Mad Detective, in essence, is about a criminal investigator called Bun (Lau Ching Wan) who is adjudged to have crossed the line from eccentric to insane when, at his chief’s (Eddy Ko on a cameo) retirement party, he slices off one of his ears to offer as a farewell present. Five years after he was hastily dispatched from the force, however, Ho Ka On (Andy On), a detective who had previously briefly worked with him and had been impressed, even if bewildered, by his high rate of crime-solving success, asks for his assistance.
The complex case that had been puzzling the police for some time, and which Bun now starts working on with Ka On, involves the disappearance of one of their own, a cop named Wong (Lee Kwok Lun), and his gun, which has subsequently been used in several crimes.

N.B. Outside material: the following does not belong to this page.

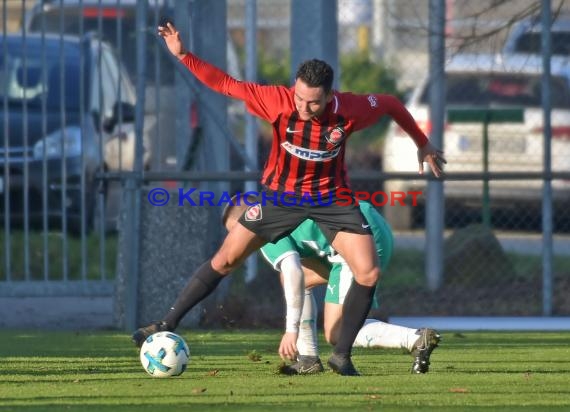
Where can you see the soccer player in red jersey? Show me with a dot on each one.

When Ho takes Bun to check out Wong’s partner, Ko Chi Wai (Gordon Lam Ka Tung), things truly begin to take a turn towards the bizarre. In a nutshell, Bun sees that Chi Wai has what the English subtitles refer to as seven “inner personalities” – including a woman who is the brains of the bunch and Fatso (Lam Suet) who is a glutton and cowardly – but the Cantonese dialogue describes as seven ghosts inside the individual!

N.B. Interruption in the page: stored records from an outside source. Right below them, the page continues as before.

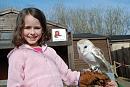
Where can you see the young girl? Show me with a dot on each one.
(32, 63)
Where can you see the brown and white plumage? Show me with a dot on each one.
(93, 56)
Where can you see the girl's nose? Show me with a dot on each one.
(32, 31)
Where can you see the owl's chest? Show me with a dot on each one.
(90, 57)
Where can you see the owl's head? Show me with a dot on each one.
(83, 45)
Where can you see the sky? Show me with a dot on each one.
(47, 5)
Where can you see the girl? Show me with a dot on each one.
(31, 62)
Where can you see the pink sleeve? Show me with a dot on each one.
(68, 76)
(15, 70)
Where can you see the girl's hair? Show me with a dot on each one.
(18, 38)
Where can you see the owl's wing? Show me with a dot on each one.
(104, 65)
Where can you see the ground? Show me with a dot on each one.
(124, 81)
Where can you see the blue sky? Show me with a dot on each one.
(47, 5)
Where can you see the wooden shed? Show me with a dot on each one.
(98, 40)
(7, 25)
(120, 50)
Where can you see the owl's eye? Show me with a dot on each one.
(85, 46)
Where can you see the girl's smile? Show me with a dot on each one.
(32, 31)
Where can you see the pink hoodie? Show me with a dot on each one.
(29, 68)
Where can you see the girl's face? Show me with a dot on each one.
(32, 31)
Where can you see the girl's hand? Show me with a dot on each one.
(111, 84)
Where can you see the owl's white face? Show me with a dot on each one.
(83, 46)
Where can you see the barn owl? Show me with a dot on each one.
(93, 56)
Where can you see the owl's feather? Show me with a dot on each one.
(92, 55)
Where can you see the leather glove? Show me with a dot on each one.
(88, 78)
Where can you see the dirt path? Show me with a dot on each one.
(124, 81)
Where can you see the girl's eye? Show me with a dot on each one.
(27, 27)
(85, 46)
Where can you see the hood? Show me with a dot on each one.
(25, 46)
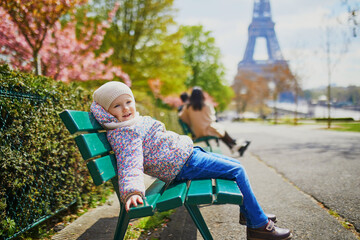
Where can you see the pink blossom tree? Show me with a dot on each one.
(62, 55)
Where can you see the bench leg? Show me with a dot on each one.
(122, 224)
(199, 221)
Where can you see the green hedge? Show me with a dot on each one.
(41, 170)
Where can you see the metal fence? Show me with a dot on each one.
(33, 187)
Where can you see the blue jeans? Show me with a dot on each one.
(204, 165)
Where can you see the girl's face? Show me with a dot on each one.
(123, 108)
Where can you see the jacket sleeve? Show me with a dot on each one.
(129, 156)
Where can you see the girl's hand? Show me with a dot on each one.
(133, 201)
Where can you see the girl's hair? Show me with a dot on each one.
(197, 99)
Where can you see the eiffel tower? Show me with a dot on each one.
(261, 26)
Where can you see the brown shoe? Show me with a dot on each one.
(269, 231)
(242, 218)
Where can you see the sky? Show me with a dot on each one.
(300, 27)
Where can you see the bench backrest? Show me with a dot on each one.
(92, 143)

As the film threw up one startling revelation after another, I started feeling a bit punch drunk by the plethora of plot twists. Adding to the bizarreness of it all is the fact that Andy On has rather obviously been dubbed with a deeper voice than the actor actually has, and that the English subtitles often give a different meaning from the Cantonese dialogue they are supposed to have translated. (As an example, a boyish personality described in Cantonese as “young” appears as “weak” in the English subtitles.)
Those communicative shortcomings aside, it is hard to find fault with Mad Detective’s technical qualities. In particular, the staging and shooting of an extended action sequence involving lots of mirrors and broken glass is admirable indeed. Nonetheless, the disappointing truth is that this technically ambitious work doesn’t quite attain the high standards To and Co have set for themselves, largely because, a character’s injunction to favour emotion over logic notwithstanding, the sneaky suspicion one gets is that this film was made to be intellectually admired rather than passionately enjoyed, never mind loved.